For details about this software see Deconvolution of Complex 1D NMR Spectra Using Objective Model Selection Hughes TS, Wilson HD, de Vera IMS, Kojetin DJ (2015) Deconvolution of Complex 1D NMR Spectra Using Objective Model Selection. PLoS ONE 10(8): e0134474. doi: 10.1371/journal.pone.0134474

In addition to python and it's standard library and commonly included modules (e.g. random, math, csv) the modules numpy, pylab, matplotlib, seaborn, scipy.signal are required along with the module lmfit. All of these modules (except lmfit) are included in the Enthought python distribution (https://www.enthought.com), which is likely the easiest method to get decon1d to work. The Enthought free version contains all these modules. The download and installation instructions for lmfit can be found at (http://lmfit.github.io/lmfit-py/).

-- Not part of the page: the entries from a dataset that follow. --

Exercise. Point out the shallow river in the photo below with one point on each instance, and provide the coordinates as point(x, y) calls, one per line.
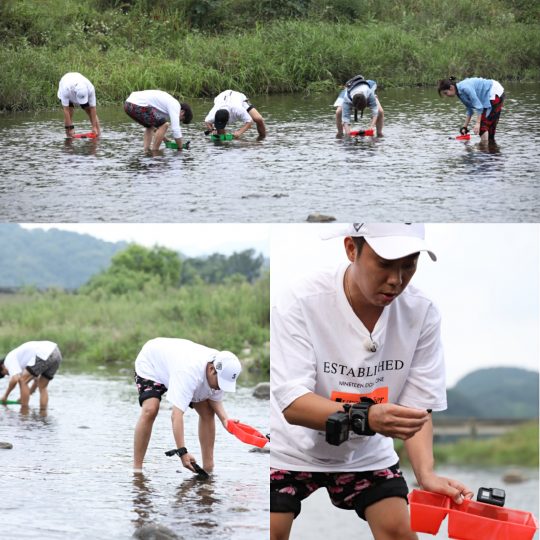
point(300, 168)
point(69, 474)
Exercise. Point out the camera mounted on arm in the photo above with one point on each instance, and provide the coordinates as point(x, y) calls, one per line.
point(354, 417)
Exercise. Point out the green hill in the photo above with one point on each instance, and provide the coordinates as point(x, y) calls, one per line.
point(52, 258)
point(502, 393)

After installing the required software create a folder and place decon1d.py and your data in the folder. Adjust the variables on the top portion of decon1d.py as required for your data. Next open a terminal window and navigate to the folder that contains your data and type python (or your alias for python) and decon1d.py. A single pdf document should be created within the same folder that displays the deconvolution models.

S1 Data.txt contains example simulated data from the above mentioned paper.